The binding up-call is a powerful concept that makes SOS infinitely configurable (but of course raises a lot of security problems which we did not address at the time). However, the object model makes it very hard to use. The server can install a single proxy, of a class that must be known at the time the server is compiled; this forces the programmer to make policy decisions much too early in the design process. We tried to use inheritence to separate out the intrinsic semantics of the object from the replication policy and to re-use replication code, but this effort failed because of the limitations of inheritence.
After the demise of SOS, we started a research project in which the system provides an extensible library of replication policy objects. The application programmer can compose his application-specific, replication-independent objects, with a replication policy object. All replication objects have the same interface, therefore it is possible to select a policy at run time.
SOS supported explicit persistence on output and automatic on input. The programmer explicitly asks to copy an object to disk to make it persistent; SOS copies object state onto disk using the same mechanism as for remote copy. When following a reference to a persistent object, object faulting loads it into memory automatically.
Object faulting is a big win for programmers.
In contrast, explicit persistence is too complex even for very
simple-minded applications.
Figuring out how much of the object graph to copy, maintaining
sharing (object identity), and removing unreferenced persistent
objects, are a nightmare.
We conclude from this experience that the only useable model is
persistence by reachability.
PerDiS
PerDiS is an Esprit
Long-Term Research project to build a Persistent Distributed
Store (PDS) for cooperative CAD applications.
The application area is the building and construction industry.
The requirements are ease of use, efficient data access, security,
fault tolerance, and large-scale operation.
We predict that the usage pattern will be such that there is
little write contention.
A PDS is a big, persistent, shared, distributed memory.
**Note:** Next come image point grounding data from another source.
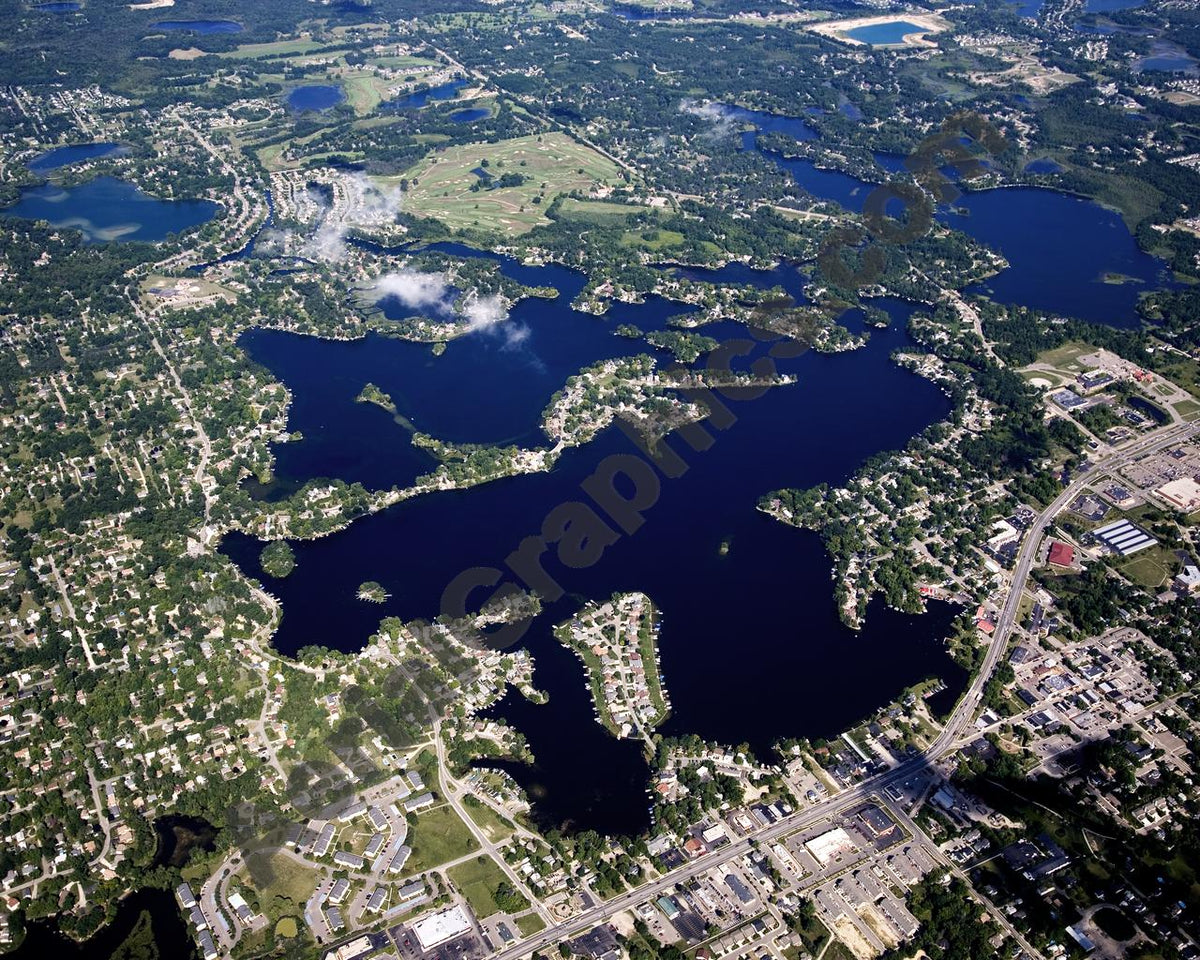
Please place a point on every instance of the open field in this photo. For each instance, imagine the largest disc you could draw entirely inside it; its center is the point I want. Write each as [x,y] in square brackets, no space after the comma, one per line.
[531,924]
[438,837]
[1150,568]
[276,48]
[597,211]
[489,821]
[1066,358]
[552,163]
[478,881]
[289,880]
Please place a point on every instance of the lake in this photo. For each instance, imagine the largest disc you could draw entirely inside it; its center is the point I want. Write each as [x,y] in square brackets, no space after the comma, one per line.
[885,34]
[109,209]
[1059,246]
[751,646]
[64,156]
[1169,58]
[201,27]
[419,99]
[315,97]
[478,391]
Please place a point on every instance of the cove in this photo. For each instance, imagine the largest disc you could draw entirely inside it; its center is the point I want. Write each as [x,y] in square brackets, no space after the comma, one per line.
[753,630]
[64,156]
[316,97]
[111,209]
[417,100]
[885,34]
[1060,247]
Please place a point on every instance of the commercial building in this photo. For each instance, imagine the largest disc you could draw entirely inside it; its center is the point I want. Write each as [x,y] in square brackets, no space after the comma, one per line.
[831,845]
[1061,555]
[1183,495]
[438,928]
[1123,538]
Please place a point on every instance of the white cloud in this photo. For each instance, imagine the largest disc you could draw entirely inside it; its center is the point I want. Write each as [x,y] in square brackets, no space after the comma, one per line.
[364,204]
[718,114]
[417,289]
[431,293]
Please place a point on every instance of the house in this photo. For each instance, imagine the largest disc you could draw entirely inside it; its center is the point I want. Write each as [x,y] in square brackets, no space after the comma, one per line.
[1188,580]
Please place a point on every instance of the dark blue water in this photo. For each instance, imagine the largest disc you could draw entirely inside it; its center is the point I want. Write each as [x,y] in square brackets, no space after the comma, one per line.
[201,27]
[471,115]
[883,34]
[1168,58]
[771,123]
[489,387]
[171,934]
[64,156]
[315,97]
[735,631]
[1059,246]
[421,97]
[109,209]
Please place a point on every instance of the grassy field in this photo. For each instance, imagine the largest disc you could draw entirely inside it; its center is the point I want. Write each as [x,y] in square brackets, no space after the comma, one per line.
[438,837]
[1188,409]
[552,163]
[279,48]
[531,924]
[478,881]
[489,821]
[1066,358]
[288,880]
[597,211]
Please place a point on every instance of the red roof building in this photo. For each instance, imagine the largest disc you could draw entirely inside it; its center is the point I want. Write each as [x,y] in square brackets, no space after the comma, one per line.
[1061,555]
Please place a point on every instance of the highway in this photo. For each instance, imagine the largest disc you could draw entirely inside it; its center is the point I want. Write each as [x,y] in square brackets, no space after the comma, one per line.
[945,743]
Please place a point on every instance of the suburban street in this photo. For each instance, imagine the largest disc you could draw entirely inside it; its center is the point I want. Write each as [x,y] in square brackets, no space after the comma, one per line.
[947,741]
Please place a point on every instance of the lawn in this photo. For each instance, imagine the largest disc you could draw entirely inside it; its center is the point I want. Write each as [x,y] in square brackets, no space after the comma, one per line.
[597,211]
[281,877]
[479,881]
[531,924]
[364,91]
[277,48]
[551,163]
[1150,568]
[487,820]
[1066,358]
[437,838]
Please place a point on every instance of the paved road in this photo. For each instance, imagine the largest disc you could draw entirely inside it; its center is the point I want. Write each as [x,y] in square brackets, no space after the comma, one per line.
[947,741]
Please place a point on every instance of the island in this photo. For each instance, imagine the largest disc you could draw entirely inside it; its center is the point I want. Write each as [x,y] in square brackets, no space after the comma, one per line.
[618,643]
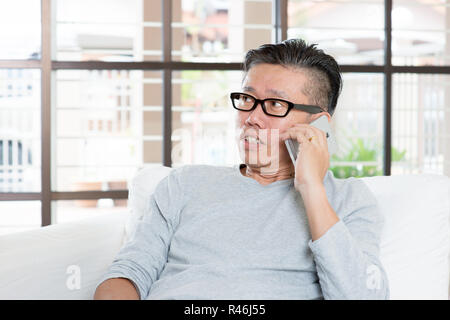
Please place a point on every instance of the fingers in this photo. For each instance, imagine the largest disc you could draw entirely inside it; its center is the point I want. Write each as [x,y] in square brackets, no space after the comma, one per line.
[303,132]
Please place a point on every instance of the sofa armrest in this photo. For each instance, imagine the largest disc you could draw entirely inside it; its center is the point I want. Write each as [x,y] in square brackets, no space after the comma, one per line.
[62,261]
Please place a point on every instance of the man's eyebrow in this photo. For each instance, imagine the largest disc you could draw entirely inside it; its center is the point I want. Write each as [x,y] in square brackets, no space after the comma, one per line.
[249,89]
[275,93]
[278,93]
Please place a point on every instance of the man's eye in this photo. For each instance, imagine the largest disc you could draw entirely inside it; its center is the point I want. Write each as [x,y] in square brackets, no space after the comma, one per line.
[275,104]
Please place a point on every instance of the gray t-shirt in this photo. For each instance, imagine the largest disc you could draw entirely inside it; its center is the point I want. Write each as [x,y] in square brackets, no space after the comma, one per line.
[212,233]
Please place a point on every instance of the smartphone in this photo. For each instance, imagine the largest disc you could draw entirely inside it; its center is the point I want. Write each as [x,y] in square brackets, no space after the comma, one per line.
[320,123]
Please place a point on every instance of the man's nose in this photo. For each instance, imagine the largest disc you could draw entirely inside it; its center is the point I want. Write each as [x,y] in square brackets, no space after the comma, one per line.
[257,116]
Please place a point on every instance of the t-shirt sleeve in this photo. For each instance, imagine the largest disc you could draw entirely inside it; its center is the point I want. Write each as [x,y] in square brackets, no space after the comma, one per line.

Conceptually, an application process maps in the memory, allocates objects in it, assigns and navigates pointers; acessibility is restricted only by access rights. Any reachable object becomes persistent; unreachable objects are deleted by the distributed garbage collector. Class information is stored in the store just like any other object (there is a hidden pointer from any object to its class).
A cluster is an arbitrary set of objects; a program allocating an object indicates in which cluster it is to be stored. The cluster, not the object, is the granule presented to the casual user, much like a file in Unix: a cluster has a name, protection attributes, etc. The cluster is governed by objects that dictate the policies applied to all the data objects in that cluster, such as allocation and deallocation algorithms, concurrency control and swizzling algorithms; in a future version there should be per-cluster replication policies too.
Conceptually, each application process gets its own working copy of the memory to modify locally. Updates are accepted at commit time only if the user running the process has the appropriate access rights, and the updates do not conflict with another transaction.
The current version of PerDiS is written in C++ and supports C++ applications. Three different proof-of-concept implementations exist; we are currently implemening a PerDiS platform which will be used by real application developers, to be made public at the end of 1997. It is layered upon a remote invocation mechanism called SSP Chains. SSP Chains are cheap and fault tolerant. They support object migration.